Benjamin Netanyahu’s stage performance about Iran seeking a nuclear weapon not only was based on old material, but evidence shows it was fabricated too, says Gareth Porter in this Consortium News exclusive report.
by Gareth Porter
Part 3 - Using the MEK
The Bush administration’s desire to steer press coverage of the supposedly internal Iranian documents away from the MEK is understandable: the truth about the MEK role would immediately lead to Israel, because it was well known, that Israel’s intelligence agency Mossad had used the MEK to make public information that the Israelis did not want attributed to itself – including the precise location of Iran’s Natanz enrichment facility.

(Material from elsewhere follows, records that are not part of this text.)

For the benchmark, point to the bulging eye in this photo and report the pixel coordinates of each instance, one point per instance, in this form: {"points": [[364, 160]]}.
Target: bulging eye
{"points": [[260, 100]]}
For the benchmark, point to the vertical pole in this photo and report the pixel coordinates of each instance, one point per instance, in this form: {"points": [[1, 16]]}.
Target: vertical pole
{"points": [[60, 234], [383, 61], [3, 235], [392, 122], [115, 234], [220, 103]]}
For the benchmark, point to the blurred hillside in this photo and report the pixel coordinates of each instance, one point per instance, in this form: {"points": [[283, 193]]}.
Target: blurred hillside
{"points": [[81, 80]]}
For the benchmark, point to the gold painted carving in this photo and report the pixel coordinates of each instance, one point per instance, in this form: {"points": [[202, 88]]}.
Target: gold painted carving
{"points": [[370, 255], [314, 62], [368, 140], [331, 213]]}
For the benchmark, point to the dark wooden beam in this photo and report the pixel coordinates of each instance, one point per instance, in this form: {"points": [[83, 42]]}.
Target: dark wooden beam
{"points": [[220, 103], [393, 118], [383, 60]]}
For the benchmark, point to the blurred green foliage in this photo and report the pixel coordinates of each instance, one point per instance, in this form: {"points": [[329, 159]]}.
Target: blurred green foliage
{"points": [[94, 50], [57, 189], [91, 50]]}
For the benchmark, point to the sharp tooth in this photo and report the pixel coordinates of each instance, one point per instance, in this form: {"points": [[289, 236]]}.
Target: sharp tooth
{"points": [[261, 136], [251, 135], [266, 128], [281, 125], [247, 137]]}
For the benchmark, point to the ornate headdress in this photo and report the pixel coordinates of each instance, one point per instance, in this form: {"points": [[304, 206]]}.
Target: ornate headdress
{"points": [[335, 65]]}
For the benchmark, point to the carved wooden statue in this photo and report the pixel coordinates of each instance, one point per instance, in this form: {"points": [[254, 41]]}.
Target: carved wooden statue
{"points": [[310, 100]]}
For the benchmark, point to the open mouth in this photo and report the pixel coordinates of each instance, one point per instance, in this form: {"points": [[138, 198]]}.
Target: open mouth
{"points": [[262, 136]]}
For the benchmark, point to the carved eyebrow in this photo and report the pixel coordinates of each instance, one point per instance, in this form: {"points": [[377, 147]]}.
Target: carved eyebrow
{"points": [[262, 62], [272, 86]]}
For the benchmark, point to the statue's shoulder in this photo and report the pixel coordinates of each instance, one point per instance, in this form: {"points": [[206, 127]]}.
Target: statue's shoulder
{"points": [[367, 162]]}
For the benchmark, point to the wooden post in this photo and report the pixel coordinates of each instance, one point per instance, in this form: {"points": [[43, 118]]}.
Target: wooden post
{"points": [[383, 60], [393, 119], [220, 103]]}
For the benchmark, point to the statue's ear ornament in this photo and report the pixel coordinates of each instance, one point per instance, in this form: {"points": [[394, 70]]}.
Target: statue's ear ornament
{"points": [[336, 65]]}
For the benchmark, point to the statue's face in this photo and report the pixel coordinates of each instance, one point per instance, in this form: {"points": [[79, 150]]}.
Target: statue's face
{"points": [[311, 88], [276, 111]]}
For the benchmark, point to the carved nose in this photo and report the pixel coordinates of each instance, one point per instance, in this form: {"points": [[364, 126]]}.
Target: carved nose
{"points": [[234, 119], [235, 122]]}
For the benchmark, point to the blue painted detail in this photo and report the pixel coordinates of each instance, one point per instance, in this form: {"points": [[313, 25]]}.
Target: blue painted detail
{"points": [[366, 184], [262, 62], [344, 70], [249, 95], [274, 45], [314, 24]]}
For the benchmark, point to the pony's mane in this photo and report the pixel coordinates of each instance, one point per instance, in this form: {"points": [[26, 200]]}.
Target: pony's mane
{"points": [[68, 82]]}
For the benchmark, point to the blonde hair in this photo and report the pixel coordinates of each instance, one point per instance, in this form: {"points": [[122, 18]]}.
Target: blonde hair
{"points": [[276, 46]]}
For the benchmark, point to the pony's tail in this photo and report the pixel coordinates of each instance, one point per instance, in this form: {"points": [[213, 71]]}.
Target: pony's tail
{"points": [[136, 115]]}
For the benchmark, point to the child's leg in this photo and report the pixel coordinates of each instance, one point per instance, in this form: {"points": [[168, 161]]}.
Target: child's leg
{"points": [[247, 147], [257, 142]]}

As Israeli journalists Yossi Melman and Meir Javadanfar observed in their 2007 book on the Iran nuclear program, based on U.S., British and Israeli officials, “Information is ‘filtered’ to the IAEA via Iranian opposition groups, especially the National Resistance Council of Iran.”
Mossad used the MEK repeatedly in the 1990s and the early 2000’s to get the IAEA to inspect any site the Israelis suspected might possibly be nuclear-related, earning their Iranian clients a very poor reputation at the IAEA. No one familiar with the record of the MEK could have believed that it was capable of creating the detailed documents that were passed to the German government. That required an organization with the expertise in nuclear weapons and experience in fabricating documents – both of which Israel’s Mossad had in abundance.
Bush administration officials had highlighted a set of 18 schematic drawings of the Shahab-3 missile’s reentry vehicle or nosecone of the missile in each of which there was a round shape representing a nuclear weapon. Those drawings were described to foreign governments and the International Atomic Energy Agency as 18 different attempts to integrate a nuclear weapon into the Shahab-3.
Netanyahu gave the public its first glimpse of one of those drawings Monday when he pointed to it triumphantly as visually striking evidence of Iranian nuclear perfidy. But that schematic drawing had a fundamental flaw that proved that it and others in the set could not have been genuine: it showed the “dunce cap” shaped reentry vehicle design of the original Shahab-3 missile that had been tested from 1998 to 2000. That was the shape that intelligence analysts outside Iran had assumed in 2002 and 2003 Iran would continue to use in its ballistic missile.